January 2026
Tables are images
Meaning in a table lives in its geometry, and the architecture that survives a real corpus is a per-table router, not an ideology.
The first honest evaluation I ran on table reading produced a result I did not want. Given the same real document tables, a model reading extracted text landed at roughly a third of the quality the same model achieved looking at the rendered page. Qualitative, not a benchmark, but too wide a gap to argue with.
The gap exists because a table is a coordinate system. The string “66.2” carries no meaning of its own; it means something because of the row label three cells left, the column header two rows up, the unit hiding in a merged cell, the heading naming which configuration the page describes. Flatten the grid into a token stream and those coordinates are gone. The model still answers fluently. The values are just married to the wrong headers, and nobody notices until an aggregate is wrong in a meeting.
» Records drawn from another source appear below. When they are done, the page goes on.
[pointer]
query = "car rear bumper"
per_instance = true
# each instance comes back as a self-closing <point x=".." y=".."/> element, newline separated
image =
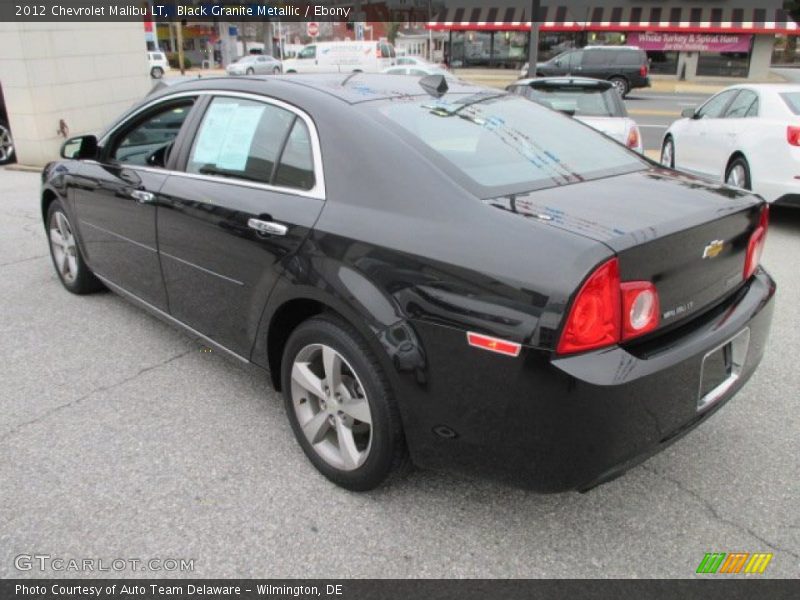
<point x="572" y="423"/>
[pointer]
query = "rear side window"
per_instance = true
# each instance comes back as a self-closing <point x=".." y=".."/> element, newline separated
<point x="792" y="100"/>
<point x="506" y="144"/>
<point x="241" y="139"/>
<point x="629" y="58"/>
<point x="714" y="108"/>
<point x="741" y="105"/>
<point x="593" y="58"/>
<point x="296" y="167"/>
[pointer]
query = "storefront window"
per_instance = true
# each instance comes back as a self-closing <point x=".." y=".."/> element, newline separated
<point x="723" y="64"/>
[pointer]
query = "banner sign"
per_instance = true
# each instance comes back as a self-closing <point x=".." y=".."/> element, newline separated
<point x="690" y="42"/>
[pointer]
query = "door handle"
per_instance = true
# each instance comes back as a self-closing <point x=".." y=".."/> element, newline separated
<point x="143" y="197"/>
<point x="267" y="227"/>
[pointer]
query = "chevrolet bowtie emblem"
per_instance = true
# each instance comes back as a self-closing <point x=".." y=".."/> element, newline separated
<point x="713" y="249"/>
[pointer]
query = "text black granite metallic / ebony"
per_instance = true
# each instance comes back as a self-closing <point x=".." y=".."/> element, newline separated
<point x="431" y="272"/>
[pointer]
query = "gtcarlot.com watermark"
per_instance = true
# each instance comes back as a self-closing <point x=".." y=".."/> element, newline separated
<point x="46" y="562"/>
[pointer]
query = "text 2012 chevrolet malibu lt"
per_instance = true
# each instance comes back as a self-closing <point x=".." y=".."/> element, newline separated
<point x="451" y="276"/>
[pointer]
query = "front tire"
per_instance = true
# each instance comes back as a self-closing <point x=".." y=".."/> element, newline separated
<point x="621" y="85"/>
<point x="668" y="152"/>
<point x="66" y="254"/>
<point x="340" y="405"/>
<point x="738" y="174"/>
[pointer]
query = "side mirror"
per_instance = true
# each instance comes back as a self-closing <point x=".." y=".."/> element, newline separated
<point x="80" y="147"/>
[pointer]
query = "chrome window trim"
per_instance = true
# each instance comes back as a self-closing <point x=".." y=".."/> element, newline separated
<point x="317" y="192"/>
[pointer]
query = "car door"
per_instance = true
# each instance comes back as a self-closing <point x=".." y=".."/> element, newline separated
<point x="250" y="190"/>
<point x="117" y="194"/>
<point x="693" y="143"/>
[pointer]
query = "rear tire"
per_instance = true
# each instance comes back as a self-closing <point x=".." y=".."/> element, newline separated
<point x="738" y="174"/>
<point x="65" y="251"/>
<point x="668" y="152"/>
<point x="6" y="144"/>
<point x="330" y="377"/>
<point x="621" y="85"/>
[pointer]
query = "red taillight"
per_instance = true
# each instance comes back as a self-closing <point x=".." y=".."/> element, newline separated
<point x="756" y="244"/>
<point x="640" y="308"/>
<point x="633" y="138"/>
<point x="793" y="135"/>
<point x="607" y="311"/>
<point x="493" y="344"/>
<point x="594" y="319"/>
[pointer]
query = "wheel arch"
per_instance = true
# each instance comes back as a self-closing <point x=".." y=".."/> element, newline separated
<point x="291" y="304"/>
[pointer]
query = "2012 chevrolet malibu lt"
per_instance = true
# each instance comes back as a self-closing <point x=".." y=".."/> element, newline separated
<point x="432" y="273"/>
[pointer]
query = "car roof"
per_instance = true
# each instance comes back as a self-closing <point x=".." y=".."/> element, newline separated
<point x="347" y="87"/>
<point x="582" y="82"/>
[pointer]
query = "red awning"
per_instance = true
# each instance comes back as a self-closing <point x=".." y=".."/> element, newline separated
<point x="621" y="18"/>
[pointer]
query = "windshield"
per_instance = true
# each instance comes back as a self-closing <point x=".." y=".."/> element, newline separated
<point x="582" y="102"/>
<point x="507" y="144"/>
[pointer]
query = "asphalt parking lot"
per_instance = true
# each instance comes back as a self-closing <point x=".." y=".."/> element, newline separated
<point x="122" y="438"/>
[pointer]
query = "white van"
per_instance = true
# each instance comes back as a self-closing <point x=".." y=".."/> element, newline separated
<point x="342" y="57"/>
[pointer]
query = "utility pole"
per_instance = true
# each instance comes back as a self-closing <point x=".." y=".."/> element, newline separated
<point x="533" y="44"/>
<point x="179" y="41"/>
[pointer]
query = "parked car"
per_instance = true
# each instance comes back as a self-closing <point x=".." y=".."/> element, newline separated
<point x="6" y="141"/>
<point x="419" y="71"/>
<point x="591" y="101"/>
<point x="158" y="64"/>
<point x="626" y="67"/>
<point x="342" y="57"/>
<point x="430" y="271"/>
<point x="255" y="64"/>
<point x="418" y="61"/>
<point x="747" y="136"/>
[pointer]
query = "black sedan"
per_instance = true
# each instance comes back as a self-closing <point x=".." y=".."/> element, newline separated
<point x="432" y="273"/>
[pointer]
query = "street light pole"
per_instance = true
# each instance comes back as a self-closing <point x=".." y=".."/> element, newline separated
<point x="533" y="45"/>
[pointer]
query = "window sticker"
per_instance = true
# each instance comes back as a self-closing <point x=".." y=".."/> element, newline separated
<point x="235" y="147"/>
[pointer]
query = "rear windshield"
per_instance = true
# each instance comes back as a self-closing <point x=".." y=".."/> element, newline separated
<point x="506" y="144"/>
<point x="792" y="100"/>
<point x="581" y="102"/>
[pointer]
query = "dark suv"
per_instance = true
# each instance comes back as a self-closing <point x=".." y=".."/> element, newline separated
<point x="624" y="66"/>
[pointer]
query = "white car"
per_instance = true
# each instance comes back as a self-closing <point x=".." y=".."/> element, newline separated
<point x="255" y="64"/>
<point x="747" y="136"/>
<point x="594" y="102"/>
<point x="342" y="57"/>
<point x="158" y="64"/>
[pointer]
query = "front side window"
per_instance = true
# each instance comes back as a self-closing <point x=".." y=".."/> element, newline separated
<point x="253" y="141"/>
<point x="147" y="143"/>
<point x="506" y="144"/>
<point x="308" y="52"/>
<point x="714" y="108"/>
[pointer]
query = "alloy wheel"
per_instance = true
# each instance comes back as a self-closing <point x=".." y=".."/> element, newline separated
<point x="64" y="247"/>
<point x="667" y="154"/>
<point x="331" y="407"/>
<point x="6" y="144"/>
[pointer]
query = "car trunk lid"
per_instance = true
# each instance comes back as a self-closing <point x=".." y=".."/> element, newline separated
<point x="686" y="235"/>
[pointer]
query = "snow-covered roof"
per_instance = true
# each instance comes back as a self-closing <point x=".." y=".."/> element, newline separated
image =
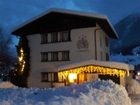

The evaluation also caught a lie, and the lie taught me more than the gap did. One text-based path scored suspiciously close to vision, and I nearly believed it before tracing what the provider did with documents submitted in that format: it rendered the page. The model had been looking at the table all along while we congratulated the text pipeline. Since then I treat “what does the model actually see” as the opening question of any evaluation.
The wrong lesson would have been vision everywhere. Before committing to that, I ran a census across tens of thousands of tables in a working engineering corpus. About a fifth were clean enough that a deterministic structure-recovery parser reproduced them perfectly, for free. Another fifth were not tables at all: tables of contents, title blocks, header furniture that detectors flag eagerly, better discarded than read. The remainder, well over half, genuinely needed pixels: jammed cells where columns had collapsed into each other, headers spanning column groups, layouts where text extraction was provably lossy. And the value concentrated in the ugly common cases. The exotic multi-level headers that dominate the literature carried a few percent of the corpus’s numbers.
The census held one inversion that shaped the design. On clean born-digital tables, the deterministic parser was more faithful than the frontier vision model, which once dropped an entire column, emitting empty strings where the parser had captured every cell. Born-digital pages also carry their own ground truth in the embedded text layer, so I could grade both readers without paying a model to judge a model. What survives is a per-table router: deterministic recovery where it provably succeeds, vision where it provably fails, with failure modes detectable from structure alone. The router needed its own humility. My first jammed-cell detector decided dates, version strings, and fiscal quarters were collapsed columns and tried to send most of the corpus to vision. Heuristics over tables are tables too.
Cost yields to one asymmetry: small open-weight vision models read a targeted value from a table image about as well as a frontier model, at close to no cost, and fail badly at exhaustive transcription of dense tables. Point-reads go to the cheap model; faithful full transcription belongs to the strongest model available, applied only to the slice that needs it.
Reading is half the problem. The questions enterprises ask of tables are aggregations: how many, across every document, what is the largest, grouped by what. Those are SQL questions, and a table shredded into retrieval chunks cannot answer them by construction. Cross-document aggregation in our system went from mostly failing to almost always passing on the day table facts landed in a queryable store, with the reading pipeline untouched. We had spent months making the reading faithful, and the deciding move was giving the results somewhere to live.